MCCANN: It's a bit of a double edge sword. I am happy more brands are manufacturing in the US, but it's causing overcrowding in the few American denim factories that are capable of doing high-end production. Also, it gets redundant when everyone is using the same JP and American fabrics, especially Cone since there isn't a lot of variations in their fabrics. I think if a new brand puts in a lot of effort into the branding and doing something unique with their jeans, then I respect that. Not so much when people don't even bother doing custom tack buttons, rivets, and burrs with no distinguishing features. It's just lazy and I feel like the motives are monetary, not passion for denim. Also, for new brands, I would recommend not being too precious or flowery in their descriptions of the Cone White Oak fabric they use or the process. It's getting really tired with the overkill in the heritage movement, especially when those before them have been doing it for years that way. 

ATLAS:  You must have a significant collection of vintage denim. What are some of the prized pieces that you have obtained?

MCCANN: To be honest, I don't have a huge collection of vintage denim. I started the business on a credit card and barely made it through the recession, so it's been financially tough being independent in this business. I look at a lot of really old samples and swatches at better vintage stores or shows and try to support by buying various samples, but the really old amazing pieces are crazy expensive. People like Michael Harris, who go deep into old abandoned mines throughout America and find antique denim and work wear, are the real heroes in this industry. Any designer can go drop a few thousand on an antique pair, but it’s so much cooler the way he does it. 

ATLAS: Is there anything about the vintage denim pieces that you find that can’t be replicated today?

MCCANN: I think the Japanese in general have done a really good job at doing reproductions since they are so passionate about the details and the process, but a lot of the original irregularities in fabric that we have all grown to love were created by machinery that has been replaced decades ago by modern machines that are much more efficient. New technology has made it easy to control thread tension, evenness of yarns, and the dying process, so it takes away the individuality of each piece. Mills and factories in America looked at me like I was an alien when I have asked for these irregularities in the past and replied, “We spent decades trying to remove the slubs out of fabric and now you want us to put them back in!!” 

ATLAS: How do you find a balance between modern tastes and historic inspiration when creating your garments?  

MCCANN: I always look for a story in developing a different collection—something historical and unique from our past—and think it's crucial for proper branding. It's a fine line between designing with vintage inspiration and just reproducing vintage samples. I don't dress too costumey and think it's a bit corny when people look like they walked off the set of There Will be Blood. It's very important to update fits and switch up fabrics, and use vintage details in new ways. I believe less is more and the subtle details in fabric, production and branding are what really make a great garment. Too many bells and whistles screams for attention and lack proper refinement in making a classic. 
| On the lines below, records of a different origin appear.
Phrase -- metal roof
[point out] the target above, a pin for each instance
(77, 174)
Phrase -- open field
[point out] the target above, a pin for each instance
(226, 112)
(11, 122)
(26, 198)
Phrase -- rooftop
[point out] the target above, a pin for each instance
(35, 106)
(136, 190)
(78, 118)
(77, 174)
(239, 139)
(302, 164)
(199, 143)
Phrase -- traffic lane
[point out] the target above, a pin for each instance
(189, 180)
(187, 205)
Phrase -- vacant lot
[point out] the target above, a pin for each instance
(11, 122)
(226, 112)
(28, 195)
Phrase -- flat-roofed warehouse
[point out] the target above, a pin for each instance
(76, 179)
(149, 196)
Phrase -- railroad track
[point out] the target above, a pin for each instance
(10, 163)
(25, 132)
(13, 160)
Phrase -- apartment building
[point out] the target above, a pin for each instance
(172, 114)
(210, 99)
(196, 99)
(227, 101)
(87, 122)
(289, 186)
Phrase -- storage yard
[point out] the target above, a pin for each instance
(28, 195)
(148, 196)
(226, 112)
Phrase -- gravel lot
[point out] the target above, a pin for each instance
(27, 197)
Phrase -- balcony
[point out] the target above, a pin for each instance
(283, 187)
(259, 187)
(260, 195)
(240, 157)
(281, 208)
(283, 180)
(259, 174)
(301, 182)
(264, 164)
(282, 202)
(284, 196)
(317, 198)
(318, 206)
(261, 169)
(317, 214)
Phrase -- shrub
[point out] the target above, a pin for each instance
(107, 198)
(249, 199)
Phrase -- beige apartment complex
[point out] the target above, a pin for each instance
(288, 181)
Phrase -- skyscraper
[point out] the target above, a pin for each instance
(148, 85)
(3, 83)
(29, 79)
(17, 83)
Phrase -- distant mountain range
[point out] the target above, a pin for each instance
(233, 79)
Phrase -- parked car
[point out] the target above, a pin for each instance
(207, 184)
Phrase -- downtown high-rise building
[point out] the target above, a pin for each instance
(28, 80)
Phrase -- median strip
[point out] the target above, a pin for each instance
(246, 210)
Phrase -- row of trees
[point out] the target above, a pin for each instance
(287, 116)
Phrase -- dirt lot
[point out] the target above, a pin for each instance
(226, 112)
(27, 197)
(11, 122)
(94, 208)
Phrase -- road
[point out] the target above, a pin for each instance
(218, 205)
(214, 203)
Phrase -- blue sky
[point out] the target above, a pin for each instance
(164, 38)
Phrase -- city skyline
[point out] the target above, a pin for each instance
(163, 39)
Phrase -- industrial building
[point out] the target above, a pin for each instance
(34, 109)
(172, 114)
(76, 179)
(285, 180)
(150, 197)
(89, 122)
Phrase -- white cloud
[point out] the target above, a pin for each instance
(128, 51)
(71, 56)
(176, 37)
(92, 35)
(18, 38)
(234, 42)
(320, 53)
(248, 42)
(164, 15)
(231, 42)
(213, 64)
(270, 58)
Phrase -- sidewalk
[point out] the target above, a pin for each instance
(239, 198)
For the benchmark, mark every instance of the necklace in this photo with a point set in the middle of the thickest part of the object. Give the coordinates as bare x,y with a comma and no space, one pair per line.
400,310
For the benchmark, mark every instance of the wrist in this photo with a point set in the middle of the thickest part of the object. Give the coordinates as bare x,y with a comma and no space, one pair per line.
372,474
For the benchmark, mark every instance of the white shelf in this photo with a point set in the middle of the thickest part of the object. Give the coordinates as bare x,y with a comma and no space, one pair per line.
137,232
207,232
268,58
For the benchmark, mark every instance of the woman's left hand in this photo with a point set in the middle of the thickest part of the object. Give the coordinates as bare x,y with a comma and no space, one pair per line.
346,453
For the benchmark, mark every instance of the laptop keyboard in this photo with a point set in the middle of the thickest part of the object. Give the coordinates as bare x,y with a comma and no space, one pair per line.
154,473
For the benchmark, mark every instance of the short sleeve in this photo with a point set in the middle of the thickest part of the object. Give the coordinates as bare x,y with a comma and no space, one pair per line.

ATLAS: Do you wear your vintage denim, and if so, do you have any tips for someone who is trying to restore and wear an older pair?

MCCANN: Yes, of course. I think it's cool to mix in key vintage pieces with modern quality clothing. Like I said before, I feel like head-to-toe, over-the-top vintage pieces look too costumey for me personally, but I know there is a market for it. [It] depends on the age and how worn a piece is. I think it's important to wash your jeans, just not often, and I prefer hand washing inside out using cold water in my bathroom sink with a mild detergent.  Never washing your jeans builds up bacteria that breaks down the cotton and is just nasty and smells. By hand washing and hang drying your jeans, you don’t get the irregular fading that occurs from the twisting and turning in the washer and dryer, and they loose less dye. Your fades are more extreme when they only occur naturally from wear.